For Warner Bros., a Leadership Change, a Polo Lounge Lunch, and Nagging Questions About DC Films’ Future

Toby Emmerich Warner Bros Picture Group
Michael muller for Variety

It was a public show of “no hard feelings.”

On Friday, Toby Emmerich had a meal with Michael De Luca and Pamela Abdy at the Polo Lounge, a hub of deal-making and power lunches, in a move that was clearly designed to send a signal of solidarity to Hollywood. The bread-breaking, which went down as show business players like producer Donald De Line and CAA agent Joel Lubin dined nearby, came just a day after Emmerich announced that he will step down as head of Warner Bros.’ film studio. De Luca, who worked with Emmerich back in the day at New Line, and Abdy will soon join the company, though in a reduced role; they will oversee Warner Bros. and New Line but will not have control over Warner Bros. Animation and DC Films.

But there might be more on the menu. De Luca and Abdy have told people they expect to have input in what DC does in film and television. However, Warner Bros. Discovery CEO David Zaslav still hopes to find his answer to Kevin Feige, the guru who guided Marvel Studios to big-screen dominance for rival Disney. Zaslav already approached Emma Watts, a veteran Fox and Paramount executive, about the job, but the talks collapsed. Insiders say that no announcement about a DC chief is imminent.

As he navigates the film world, Zaslav has relied extensively on the insight of a constellation of industry players, such as former Disney chief Bob Iger and CAA head Bryan Lourd, polling them about his plans to reshape the studio. He is also in talks with former Disney film chief and Warner Bros. leader Alan Horn about becoming a consultant.

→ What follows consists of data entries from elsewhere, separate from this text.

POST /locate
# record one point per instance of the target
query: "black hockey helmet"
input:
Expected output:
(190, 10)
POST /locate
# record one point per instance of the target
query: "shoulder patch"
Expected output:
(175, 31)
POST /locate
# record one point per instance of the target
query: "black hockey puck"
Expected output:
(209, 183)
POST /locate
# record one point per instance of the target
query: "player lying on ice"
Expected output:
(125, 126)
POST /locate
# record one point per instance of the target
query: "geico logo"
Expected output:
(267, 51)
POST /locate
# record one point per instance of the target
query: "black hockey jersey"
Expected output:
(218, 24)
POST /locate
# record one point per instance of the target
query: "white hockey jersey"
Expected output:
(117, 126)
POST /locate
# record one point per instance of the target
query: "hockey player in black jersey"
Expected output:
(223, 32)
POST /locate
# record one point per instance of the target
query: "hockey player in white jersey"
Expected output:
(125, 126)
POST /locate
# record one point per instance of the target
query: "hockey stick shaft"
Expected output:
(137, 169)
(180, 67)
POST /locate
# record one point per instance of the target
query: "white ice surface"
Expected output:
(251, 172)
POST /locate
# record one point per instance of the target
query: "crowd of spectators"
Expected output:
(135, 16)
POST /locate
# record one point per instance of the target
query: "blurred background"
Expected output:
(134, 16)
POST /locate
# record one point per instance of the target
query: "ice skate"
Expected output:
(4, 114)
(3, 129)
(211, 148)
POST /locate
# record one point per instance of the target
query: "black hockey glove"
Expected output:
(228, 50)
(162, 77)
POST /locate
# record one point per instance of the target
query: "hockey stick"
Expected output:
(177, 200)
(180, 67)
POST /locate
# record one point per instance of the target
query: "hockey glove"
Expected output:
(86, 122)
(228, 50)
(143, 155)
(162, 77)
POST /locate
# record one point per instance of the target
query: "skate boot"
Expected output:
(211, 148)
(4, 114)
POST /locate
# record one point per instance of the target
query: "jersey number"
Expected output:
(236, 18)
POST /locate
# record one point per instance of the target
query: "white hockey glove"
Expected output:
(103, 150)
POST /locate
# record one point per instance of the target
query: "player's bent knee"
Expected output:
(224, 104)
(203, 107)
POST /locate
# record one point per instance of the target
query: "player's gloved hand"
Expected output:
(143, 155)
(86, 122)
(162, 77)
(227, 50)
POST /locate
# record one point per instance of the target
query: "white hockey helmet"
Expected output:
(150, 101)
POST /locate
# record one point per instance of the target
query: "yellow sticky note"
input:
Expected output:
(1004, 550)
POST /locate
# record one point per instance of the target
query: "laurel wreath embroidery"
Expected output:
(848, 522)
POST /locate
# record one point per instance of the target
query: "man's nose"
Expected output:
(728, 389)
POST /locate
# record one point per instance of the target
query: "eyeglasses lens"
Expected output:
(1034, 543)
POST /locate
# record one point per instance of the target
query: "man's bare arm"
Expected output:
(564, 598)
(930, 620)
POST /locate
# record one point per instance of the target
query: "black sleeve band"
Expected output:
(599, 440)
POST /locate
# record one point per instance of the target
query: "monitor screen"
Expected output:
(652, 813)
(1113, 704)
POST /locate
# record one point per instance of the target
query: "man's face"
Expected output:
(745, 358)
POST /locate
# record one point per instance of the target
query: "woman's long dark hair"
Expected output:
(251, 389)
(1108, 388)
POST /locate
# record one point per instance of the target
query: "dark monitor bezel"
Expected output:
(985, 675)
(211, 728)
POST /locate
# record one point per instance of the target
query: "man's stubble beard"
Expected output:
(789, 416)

The courtship of Watts means Walter Hamada, the current president of DC Films production, has an uncertain future, even though he remains under contract until 2023. Zaslav believes that DC is an under-utilized asset. He’s frustrated that its cinematic output has been inconsistent and that there hasn’t been sufficient long-term planning in terms of rolling out sequels and follow-ups to popular movies. Supporters of Hamada believe the executive hasn’t received enough credit. Under his leadership, the studio scored massive hits with “Aquaman” and “The Batman,” the latter earning the comic book label’s best reviews since Christopher Nolan’s “The Dark Knight.” They also note that DC has moved more aggressively into multi-platform storytelling, creating spinoff shows out of characters like Peacemaker and Penguin.

Whoever takes over the division will face challenges, including the fate of Superman. Henry Cavill, who played the part in “Man of Steel” and other films, is aging out of the role, and the studio has yet to finalize plans for the Superman film that was being developed with a script from acclaimed author Ta-Nehisi Coates.

As for Emmerich, he’s in a new position. As part of his exit package, he scored a production deal. But that means he will now be sitting on the other side of the table at pitch meetings. In many cases, the faces that will be staring back at him will belong to his Friday lunch companions — De Luca and Abdy.